Kitapta dikkatimi çeken bir unsur var, kitabı o kadar fevkalade yapmış ki...
Üzgünüm bunları söylemeden geçemeyeceğim isterseniz okumayabilirsiniz. Kitapta 'sarı gül' geçiyor. Ben de çiçeklerin anlamına karşı ilgili olduğumdan araştırayım dedim. Anlamı ihanet ve biten aşk demekmiş. Bunu kitabı bitirdikten sonra da anladım. Gerçekten o kadar gizlice saklamıştı ki yazar, bu detayın altında tüm kitabı özetleyen bir anlam olduğunu duyunca şaşırıp kalıyorsunuz. Kendimden biliyorum. Daha böyle birçok detay vardı hangisini anlatsam kifayetsiz kalır, gerçekten eğer şu zamana kadar benim azıcık bir edebi zevkim olduğunu düşündüyseniz kitabı almaktan geri durmayın bu en büyük ricam.
Bu kitabı bir şarkıya benzeyecek olsaydım Gülden- Sen Evlisin olurdu. Kitabı o kadar iyi yansıtıyor ki, şarkıyı dinleseniz eminim ki kitap hakkında çıkarımda bulunabilirsiniz. Alıntılara geçmeden önce son bir şey söylemek istiyorum: Necdet karakteri, Türk Edebiyatı Klasikleri'nde en beğendiğim karakterler arasına ezici bir üstünlükle girmiş bulunmaktadır.
Alıntılarda çok belli spoilerler var okumak istemeyenler gönderiyi kaydırabilir
🌾"Şiddetli bir aşk, gizli bir aşk, anlatılamayan bir hazin sevda... Yalnız bir gönülde kalan, yalnız bir gönlü harabeden, bitiren çok kuvvetli bir sevgi... Sevilen, sevildiğinden bile belki haberi yok..."

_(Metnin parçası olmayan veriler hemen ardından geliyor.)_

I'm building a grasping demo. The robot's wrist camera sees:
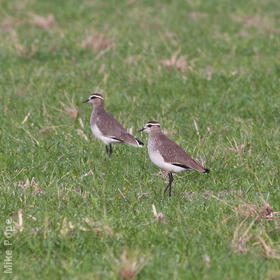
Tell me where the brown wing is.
[96,111,143,147]
[158,134,208,172]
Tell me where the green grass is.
[0,0,280,279]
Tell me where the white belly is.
[149,150,186,173]
[91,124,120,145]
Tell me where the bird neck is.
[93,103,105,114]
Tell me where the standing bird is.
[83,93,144,156]
[139,121,210,196]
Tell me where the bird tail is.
[135,138,144,148]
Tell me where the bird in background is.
[139,121,210,196]
[83,93,144,156]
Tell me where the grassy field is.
[0,0,280,280]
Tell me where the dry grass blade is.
[21,112,30,124]
[32,14,55,30]
[14,209,24,232]
[152,204,166,224]
[117,250,146,279]
[81,32,113,52]
[258,236,280,260]
[160,51,187,72]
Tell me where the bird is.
[83,93,144,156]
[138,121,210,196]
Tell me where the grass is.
[0,0,280,279]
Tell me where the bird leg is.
[164,172,173,196]
[105,144,113,156]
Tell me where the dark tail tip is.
[135,138,144,147]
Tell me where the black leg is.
[164,172,173,196]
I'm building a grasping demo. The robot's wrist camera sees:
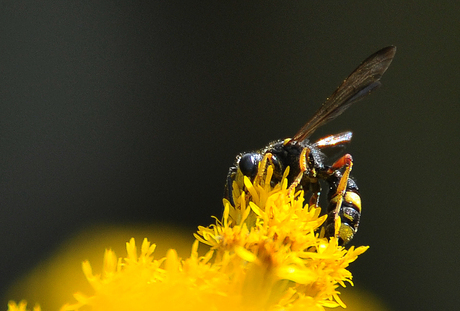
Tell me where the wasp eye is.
[238,153,262,177]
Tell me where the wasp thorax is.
[238,152,262,178]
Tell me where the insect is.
[224,46,396,245]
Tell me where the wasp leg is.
[327,154,353,236]
[288,148,310,195]
[308,181,321,206]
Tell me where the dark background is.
[0,1,460,310]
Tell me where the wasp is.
[224,46,396,245]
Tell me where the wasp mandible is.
[224,46,396,245]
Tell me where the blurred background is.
[0,0,460,310]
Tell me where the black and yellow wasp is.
[224,46,396,245]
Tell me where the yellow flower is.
[9,166,367,311]
[8,300,41,311]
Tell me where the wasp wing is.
[313,132,353,149]
[292,46,396,141]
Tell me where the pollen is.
[8,165,367,311]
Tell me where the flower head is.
[9,166,367,311]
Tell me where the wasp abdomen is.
[324,171,361,245]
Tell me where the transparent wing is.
[292,46,396,141]
[313,132,353,149]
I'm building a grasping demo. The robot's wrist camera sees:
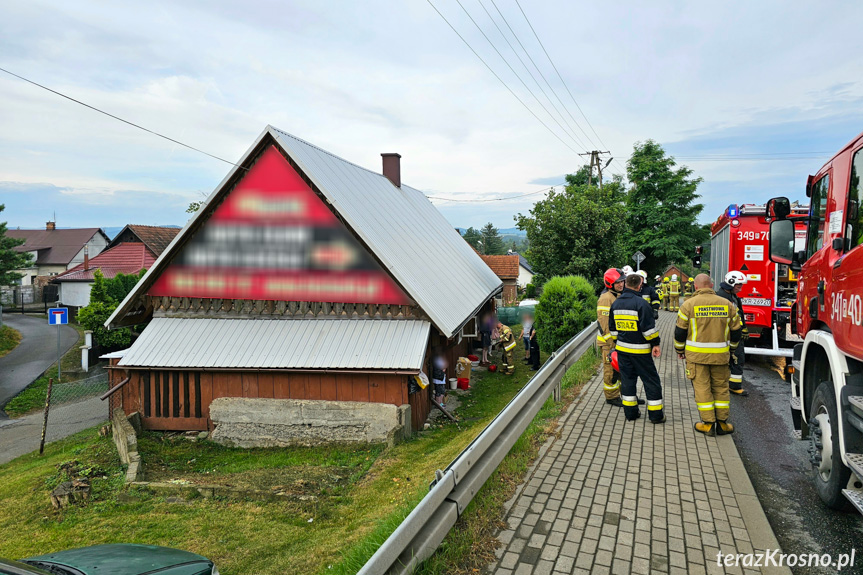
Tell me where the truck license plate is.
[740,297,773,307]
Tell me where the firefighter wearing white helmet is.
[668,274,680,311]
[635,270,661,319]
[716,270,749,396]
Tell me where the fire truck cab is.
[710,204,809,357]
[767,134,863,513]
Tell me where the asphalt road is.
[0,313,78,419]
[731,356,863,575]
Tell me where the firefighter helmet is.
[725,270,746,287]
[602,268,626,289]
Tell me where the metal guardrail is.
[357,322,597,575]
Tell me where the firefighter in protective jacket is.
[683,278,695,297]
[608,274,665,423]
[716,270,749,396]
[635,270,660,319]
[596,268,626,407]
[497,322,518,375]
[662,277,671,311]
[668,274,680,311]
[674,274,741,436]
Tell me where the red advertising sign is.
[149,146,408,305]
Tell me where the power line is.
[477,0,587,148]
[515,0,626,173]
[491,0,596,148]
[515,0,608,148]
[448,0,587,153]
[426,0,578,154]
[0,68,246,169]
[426,182,566,204]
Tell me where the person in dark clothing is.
[716,270,749,397]
[608,274,665,423]
[530,320,539,371]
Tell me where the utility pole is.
[579,150,613,190]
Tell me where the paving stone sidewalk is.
[489,312,790,575]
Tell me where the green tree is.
[462,227,482,250]
[624,140,710,275]
[0,204,33,286]
[480,222,506,256]
[515,170,626,287]
[78,269,145,348]
[535,276,597,353]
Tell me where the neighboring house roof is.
[111,224,181,257]
[480,254,518,280]
[119,318,430,372]
[106,126,502,336]
[54,242,156,282]
[6,228,109,266]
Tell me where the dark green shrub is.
[535,276,597,353]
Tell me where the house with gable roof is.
[106,126,502,440]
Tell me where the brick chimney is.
[381,153,402,188]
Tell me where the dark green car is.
[0,544,219,575]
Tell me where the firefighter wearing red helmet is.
[716,270,749,396]
[608,274,665,423]
[596,268,626,407]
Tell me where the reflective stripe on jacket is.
[608,288,659,354]
[674,288,741,365]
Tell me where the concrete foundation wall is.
[210,397,410,447]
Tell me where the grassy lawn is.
[0,325,21,357]
[0,328,595,575]
[0,323,105,417]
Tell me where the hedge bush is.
[535,276,597,353]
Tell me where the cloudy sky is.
[0,0,863,234]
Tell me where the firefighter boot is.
[716,419,734,435]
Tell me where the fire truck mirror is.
[767,198,791,220]
[770,219,794,265]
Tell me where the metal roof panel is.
[119,318,430,371]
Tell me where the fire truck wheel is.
[809,381,851,509]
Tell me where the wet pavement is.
[731,356,863,575]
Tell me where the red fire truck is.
[767,129,863,513]
[710,204,809,357]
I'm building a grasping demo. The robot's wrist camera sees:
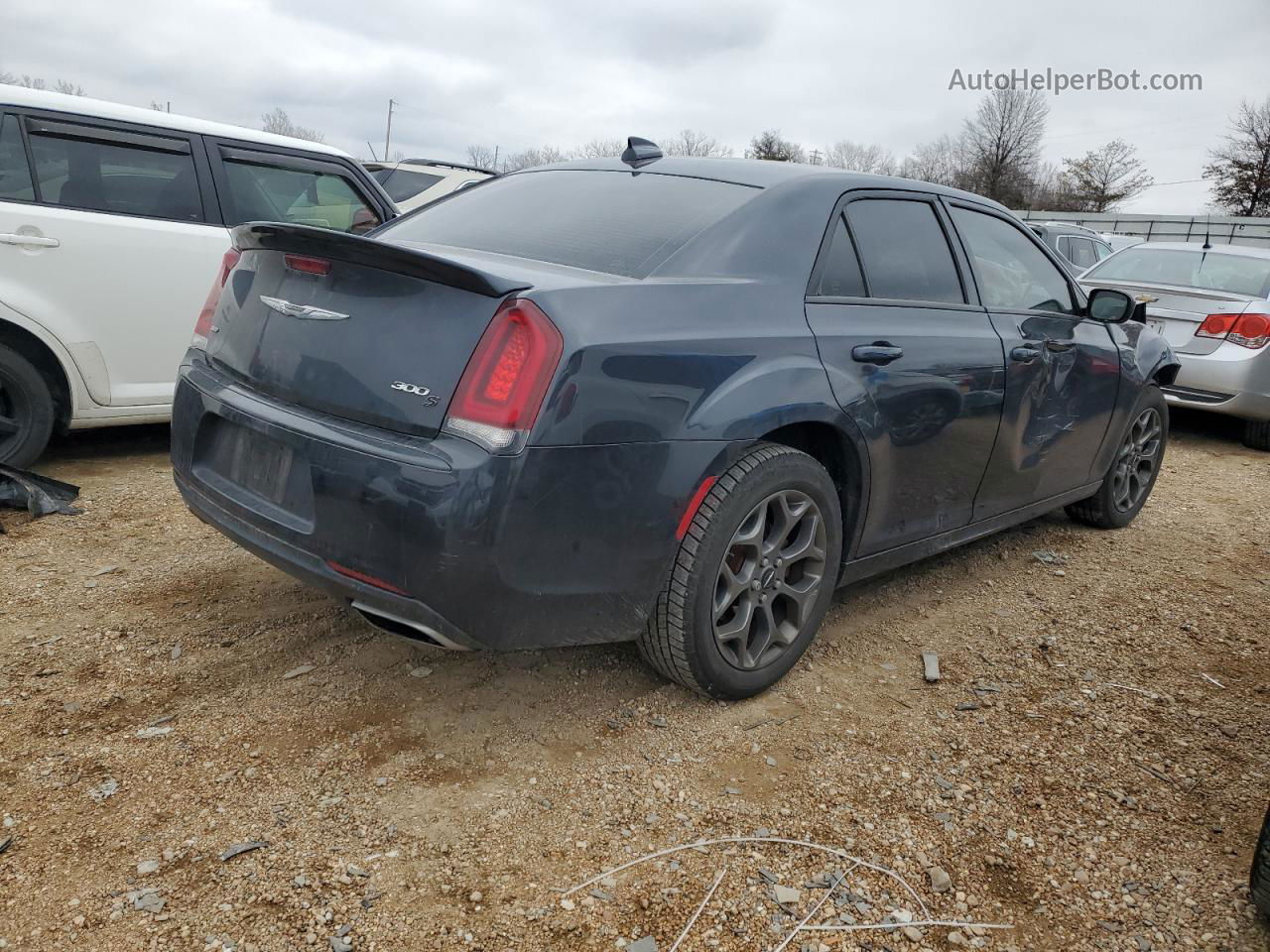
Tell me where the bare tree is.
[0,71,83,96]
[745,130,807,163]
[569,139,626,159]
[1058,139,1155,212]
[899,135,966,187]
[1204,96,1270,216]
[662,130,731,159]
[500,146,566,172]
[961,89,1049,207]
[817,139,897,176]
[467,146,498,169]
[260,105,326,142]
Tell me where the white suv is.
[364,159,498,214]
[0,85,398,466]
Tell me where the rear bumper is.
[1165,341,1270,420]
[172,358,738,649]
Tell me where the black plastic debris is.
[0,464,83,532]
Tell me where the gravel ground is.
[0,417,1270,952]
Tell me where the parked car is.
[1080,241,1270,449]
[1028,221,1111,274]
[363,159,498,212]
[172,141,1178,698]
[0,85,396,466]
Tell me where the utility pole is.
[384,99,398,162]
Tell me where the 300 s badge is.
[393,380,441,407]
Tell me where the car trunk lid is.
[207,223,531,435]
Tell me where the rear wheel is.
[1243,420,1270,449]
[0,344,56,468]
[639,443,842,699]
[1067,386,1169,530]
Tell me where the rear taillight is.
[1195,313,1270,350]
[444,298,564,453]
[190,248,242,350]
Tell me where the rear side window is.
[222,150,380,235]
[27,119,203,221]
[812,214,865,298]
[847,198,965,303]
[952,208,1075,313]
[377,169,759,278]
[371,169,444,202]
[0,115,36,202]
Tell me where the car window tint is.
[371,169,444,202]
[1085,245,1270,298]
[223,155,380,234]
[812,214,865,298]
[952,208,1075,313]
[380,169,762,278]
[847,198,965,303]
[0,115,36,202]
[28,123,203,221]
[1067,237,1098,271]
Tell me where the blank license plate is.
[226,429,295,505]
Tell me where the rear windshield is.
[1083,245,1270,298]
[376,169,758,278]
[371,169,444,202]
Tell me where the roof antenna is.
[622,136,662,169]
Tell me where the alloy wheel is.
[1111,407,1163,513]
[712,489,826,670]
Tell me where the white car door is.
[0,110,230,407]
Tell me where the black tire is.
[1067,385,1169,530]
[639,443,842,699]
[1243,420,1270,449]
[0,344,58,470]
[1248,810,1270,919]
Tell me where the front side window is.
[1084,245,1270,298]
[847,198,965,303]
[27,121,203,221]
[1066,236,1098,271]
[952,207,1076,313]
[222,153,380,235]
[0,115,36,202]
[812,214,865,298]
[371,169,444,202]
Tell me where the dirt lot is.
[0,417,1270,952]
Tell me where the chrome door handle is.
[0,235,63,248]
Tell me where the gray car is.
[1080,241,1270,449]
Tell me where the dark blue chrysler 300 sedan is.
[172,140,1178,698]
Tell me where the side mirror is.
[1084,289,1135,323]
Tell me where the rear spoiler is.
[230,221,532,298]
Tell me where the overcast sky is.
[0,0,1270,214]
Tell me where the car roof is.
[1123,241,1270,258]
[512,156,1006,210]
[0,85,352,159]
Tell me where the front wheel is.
[1067,386,1169,530]
[639,443,842,699]
[0,344,58,470]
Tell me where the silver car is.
[1080,241,1270,449]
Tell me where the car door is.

🌼"Pekâlâ... Siz merhamet ettiğiniz bir kızın hayatını kurtarmak istiyorsunuz. Ne güzel... Ne âlâ... Fakat hiç düşünmüyorsunuz ki ötede bir kız, size âdeta tapmaktan başka suçu olmayan bir biçare bu haraketinizden dolayı mahvolup gidecek. Birini kurtarmak için diğerini feda etmek..."
🌼"Ben ölürsem, beni şuraya Müzehher'in yanına gömünüz."
🌼"Meliha, bir saat sonra bu odaya girdiği zaman ben hayattan ayrılmış bulunacağım. O, bin türlü ümitlerle sermest olarak buraya girdiği zaman beni ebedi uykuda bulacak. O zaman hayretle, hayranlıkla, üzüntüyle yüzüme bakarak acaba "Zavallı Necdet," diyecek mi? Heyhat! Hiç zannetmem. O, avını elinden kaçırmış insafsız bir avcı gibi hiddetinden sapsarı kesilerek "Saadetini elinden kaçırdı, budala," diyecek. O zaman kalpleri eriten bu insafsızlığa, bu merhametsizliğe karşı ruhum ağlayacak, ağlayacak, ebediyen ağlayacak."